Table of Contents
Language of origin tagger
The language tagger annotates loan words for language of origin (Greek, Hebrew, Aramaic, Latin, etc.)
The language of origin tagger tags on the morph level. (Note: In Coptic SCRIPTORIUM we create a layer specifically for tagging we usually name the ignore:morph layer. since our morph layer of annotations only contains those words annotated on this level and does not contain all the words that are not further annotated on this level.)
While we recognize that some of these words (especially in biblical texts) are sometimes called Greco-Hebrew, Coptic SCRIPTORIUM annotates for the earliest language of origin. Deciding between Hebrew and Greco-Hebrew, Aramaic and Greco-Aramaic, etc., leads to more discrepancies between editors or annotators.

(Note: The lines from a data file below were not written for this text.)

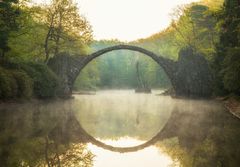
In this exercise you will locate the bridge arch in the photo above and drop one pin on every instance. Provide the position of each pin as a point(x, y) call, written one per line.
point(167, 64)
point(190, 76)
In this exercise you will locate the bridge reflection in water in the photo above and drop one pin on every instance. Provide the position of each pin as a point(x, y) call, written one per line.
point(191, 132)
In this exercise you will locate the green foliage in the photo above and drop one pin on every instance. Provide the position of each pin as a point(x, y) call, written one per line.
point(45, 81)
point(231, 70)
point(226, 61)
point(8, 85)
point(8, 16)
point(24, 83)
point(22, 80)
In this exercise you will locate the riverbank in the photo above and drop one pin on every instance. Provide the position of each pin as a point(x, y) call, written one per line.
point(232, 103)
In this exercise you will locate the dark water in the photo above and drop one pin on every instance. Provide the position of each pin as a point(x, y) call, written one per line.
point(104, 130)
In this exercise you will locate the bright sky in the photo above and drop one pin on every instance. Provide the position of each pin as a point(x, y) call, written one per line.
point(128, 20)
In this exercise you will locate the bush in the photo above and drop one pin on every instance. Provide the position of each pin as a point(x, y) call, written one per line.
point(231, 70)
point(24, 79)
point(24, 82)
point(8, 85)
point(45, 81)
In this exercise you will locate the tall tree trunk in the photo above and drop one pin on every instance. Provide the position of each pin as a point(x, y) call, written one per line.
point(140, 82)
point(58, 35)
point(46, 47)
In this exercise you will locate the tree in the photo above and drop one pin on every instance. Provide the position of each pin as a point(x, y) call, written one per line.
point(227, 59)
point(195, 26)
point(65, 25)
point(8, 15)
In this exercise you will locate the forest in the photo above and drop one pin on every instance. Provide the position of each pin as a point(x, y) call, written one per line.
point(31, 34)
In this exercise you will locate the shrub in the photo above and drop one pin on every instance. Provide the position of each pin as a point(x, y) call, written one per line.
point(24, 79)
point(24, 82)
point(8, 84)
point(45, 81)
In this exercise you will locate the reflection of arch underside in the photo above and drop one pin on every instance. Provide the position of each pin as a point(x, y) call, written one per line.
point(150, 142)
point(168, 65)
point(84, 136)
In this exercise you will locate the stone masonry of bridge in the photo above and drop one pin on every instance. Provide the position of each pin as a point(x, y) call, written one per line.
point(190, 76)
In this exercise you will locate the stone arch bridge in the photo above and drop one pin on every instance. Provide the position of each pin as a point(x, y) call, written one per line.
point(190, 76)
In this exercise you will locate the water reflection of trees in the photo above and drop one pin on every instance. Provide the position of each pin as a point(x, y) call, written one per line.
point(197, 135)
point(27, 138)
point(204, 139)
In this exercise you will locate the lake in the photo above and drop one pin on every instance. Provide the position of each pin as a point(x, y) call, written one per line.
point(119, 128)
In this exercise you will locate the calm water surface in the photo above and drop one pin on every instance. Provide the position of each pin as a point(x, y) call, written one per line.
point(94, 130)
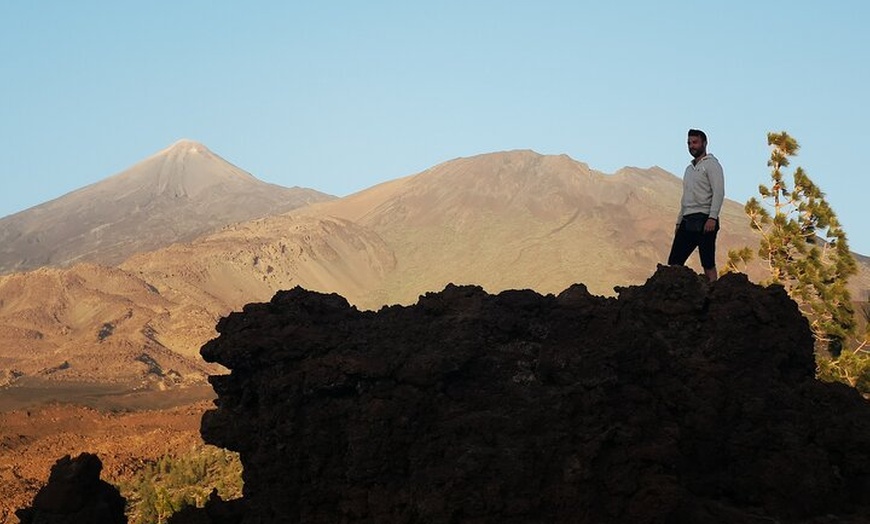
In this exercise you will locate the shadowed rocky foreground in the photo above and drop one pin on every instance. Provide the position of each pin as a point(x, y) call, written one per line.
point(677, 401)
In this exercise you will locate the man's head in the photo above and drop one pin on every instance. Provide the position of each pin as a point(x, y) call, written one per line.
point(697, 143)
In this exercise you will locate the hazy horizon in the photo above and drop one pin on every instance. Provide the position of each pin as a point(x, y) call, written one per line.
point(338, 98)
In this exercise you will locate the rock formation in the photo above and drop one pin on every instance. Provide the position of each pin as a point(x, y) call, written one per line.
point(76, 495)
point(678, 401)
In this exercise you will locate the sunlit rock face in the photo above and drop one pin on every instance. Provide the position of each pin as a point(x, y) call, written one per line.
point(677, 401)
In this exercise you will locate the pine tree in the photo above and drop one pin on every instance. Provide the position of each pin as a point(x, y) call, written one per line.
point(804, 246)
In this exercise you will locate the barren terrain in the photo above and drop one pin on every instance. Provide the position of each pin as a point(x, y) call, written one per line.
point(125, 429)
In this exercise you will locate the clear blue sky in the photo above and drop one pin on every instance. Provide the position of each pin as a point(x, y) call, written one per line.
point(339, 96)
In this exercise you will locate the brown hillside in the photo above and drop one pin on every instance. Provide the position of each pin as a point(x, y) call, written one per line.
point(523, 220)
point(175, 195)
point(503, 221)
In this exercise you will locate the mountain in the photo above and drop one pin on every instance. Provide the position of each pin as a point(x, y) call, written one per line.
point(519, 219)
point(176, 195)
point(510, 220)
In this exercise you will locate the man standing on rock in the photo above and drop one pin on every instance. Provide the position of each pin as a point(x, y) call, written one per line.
point(698, 220)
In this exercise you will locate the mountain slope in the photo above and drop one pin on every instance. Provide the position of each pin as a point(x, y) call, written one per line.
point(502, 221)
point(175, 195)
point(521, 219)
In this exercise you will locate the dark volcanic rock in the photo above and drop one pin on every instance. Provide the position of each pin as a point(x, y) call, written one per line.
point(676, 402)
point(76, 495)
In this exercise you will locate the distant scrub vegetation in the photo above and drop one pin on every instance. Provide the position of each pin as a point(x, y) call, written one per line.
point(171, 483)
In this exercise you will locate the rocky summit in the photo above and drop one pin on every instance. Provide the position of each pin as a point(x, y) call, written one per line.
point(677, 401)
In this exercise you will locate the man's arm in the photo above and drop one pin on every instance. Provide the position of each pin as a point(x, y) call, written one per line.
point(717, 184)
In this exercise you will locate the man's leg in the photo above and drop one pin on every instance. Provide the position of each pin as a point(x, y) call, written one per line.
point(707, 252)
point(683, 245)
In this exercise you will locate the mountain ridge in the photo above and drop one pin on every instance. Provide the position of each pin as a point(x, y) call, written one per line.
point(177, 194)
point(512, 220)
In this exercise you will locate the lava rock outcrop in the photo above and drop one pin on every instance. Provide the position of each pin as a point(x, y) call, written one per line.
point(76, 495)
point(678, 401)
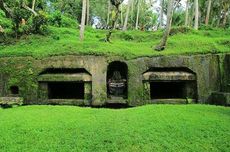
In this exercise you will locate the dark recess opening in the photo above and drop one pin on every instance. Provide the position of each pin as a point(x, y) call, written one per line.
point(167, 90)
point(14, 90)
point(66, 90)
point(117, 74)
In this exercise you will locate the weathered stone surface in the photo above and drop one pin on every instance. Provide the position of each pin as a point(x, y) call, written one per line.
point(11, 101)
point(169, 76)
point(65, 77)
point(211, 71)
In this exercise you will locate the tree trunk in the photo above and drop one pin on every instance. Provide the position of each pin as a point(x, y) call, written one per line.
point(138, 13)
point(196, 15)
point(33, 4)
point(161, 13)
point(208, 12)
point(108, 13)
point(225, 19)
point(83, 16)
point(162, 45)
point(186, 13)
point(132, 12)
point(87, 13)
point(121, 15)
point(127, 15)
point(107, 39)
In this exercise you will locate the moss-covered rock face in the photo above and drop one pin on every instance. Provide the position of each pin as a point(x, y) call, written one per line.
point(24, 72)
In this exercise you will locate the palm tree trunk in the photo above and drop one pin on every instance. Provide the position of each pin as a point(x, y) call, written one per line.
point(108, 12)
point(208, 12)
point(186, 13)
point(196, 15)
point(33, 4)
point(225, 19)
point(122, 15)
point(162, 45)
point(83, 16)
point(138, 13)
point(127, 16)
point(161, 13)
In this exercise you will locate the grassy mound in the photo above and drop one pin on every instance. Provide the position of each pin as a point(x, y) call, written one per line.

Researchers searching for loanwords in ANNIS may wish to search for multiple languages in order to find all the “hits” they need.
To tag text for language of origin you will need two files: the lexicon file for language of origin (lexicon.txt), and the script (_enrich.pl). These files need to be in the same directory.

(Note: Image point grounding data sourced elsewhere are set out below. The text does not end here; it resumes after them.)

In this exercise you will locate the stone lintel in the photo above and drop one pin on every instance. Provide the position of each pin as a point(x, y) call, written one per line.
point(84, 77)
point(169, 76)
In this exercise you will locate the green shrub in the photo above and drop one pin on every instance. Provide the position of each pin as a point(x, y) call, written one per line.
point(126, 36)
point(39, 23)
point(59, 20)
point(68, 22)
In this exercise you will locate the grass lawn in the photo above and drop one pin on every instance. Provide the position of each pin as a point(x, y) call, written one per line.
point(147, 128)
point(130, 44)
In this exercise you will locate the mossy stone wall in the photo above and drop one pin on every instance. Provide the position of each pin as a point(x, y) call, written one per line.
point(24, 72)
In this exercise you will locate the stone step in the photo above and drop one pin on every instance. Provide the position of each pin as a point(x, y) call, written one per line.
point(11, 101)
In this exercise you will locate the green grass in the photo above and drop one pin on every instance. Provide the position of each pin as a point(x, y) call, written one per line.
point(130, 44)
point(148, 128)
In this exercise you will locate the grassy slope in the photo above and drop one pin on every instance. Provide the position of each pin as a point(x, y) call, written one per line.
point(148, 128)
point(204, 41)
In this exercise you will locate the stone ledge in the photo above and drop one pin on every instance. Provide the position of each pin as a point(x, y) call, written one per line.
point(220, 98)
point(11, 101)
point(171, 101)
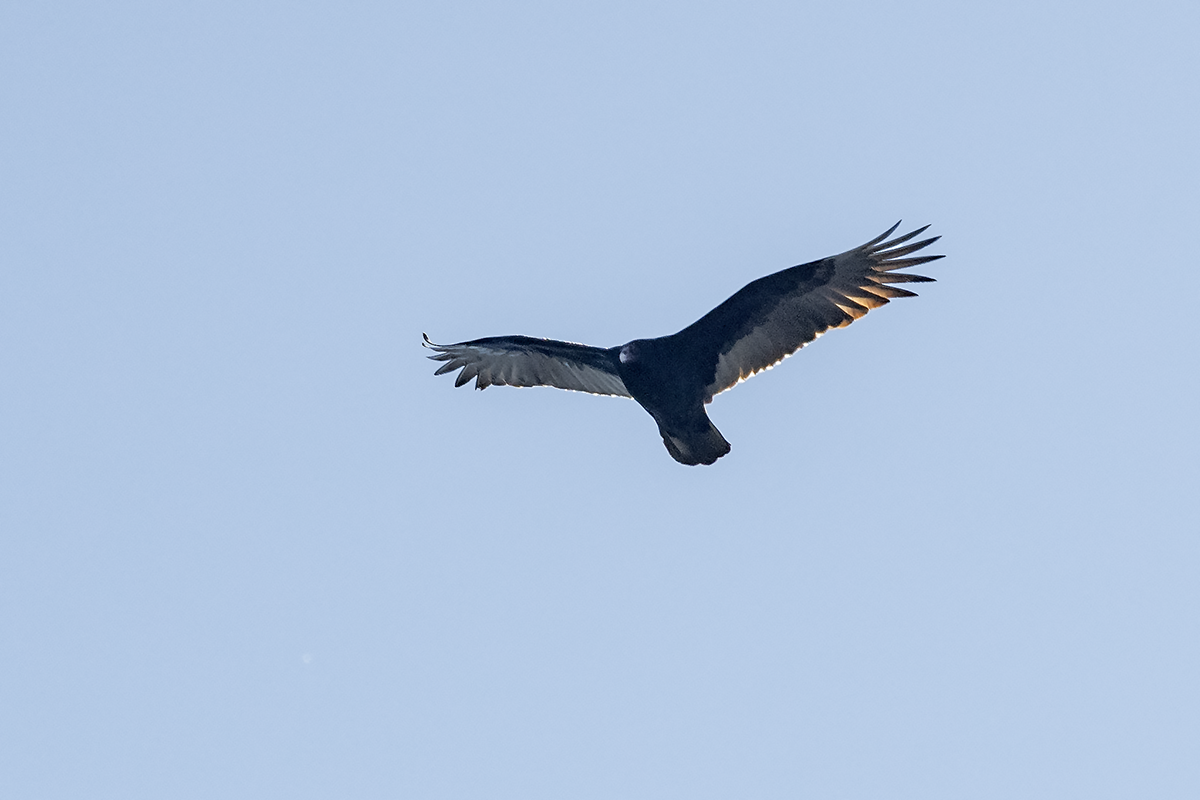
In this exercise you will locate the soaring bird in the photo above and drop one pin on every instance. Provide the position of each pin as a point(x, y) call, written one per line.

- Move the normalized text file into the folder with the language of origin tagger. Mac users: Be sure the file is UTF-8 with Unix carriage returns.
- Open a terminal window in that directory or change the directory of your terminal window.
- Type the command perl _enrich.pl AP.006.nau196.norm.txt > AP.006.nau196.lang.txt.
- Open the new file. Select all and copy. Paste into the Excel file. Delete the extra norm column. Name the new column “lang.”
- Use Google refine to check your language tags. You can facet search the norm layer and then click on foreign words that appear in the list. Or you can facet search the norm layer and then go to the lang layer: facet>customized facets>facet by blank. Click on “false” to get all the norms that have a lang tag (e.g., false means the lang tag is not blank); click on “true” to get all the norms that don’t have a lang tag (e.g., true means the lang tag is blank).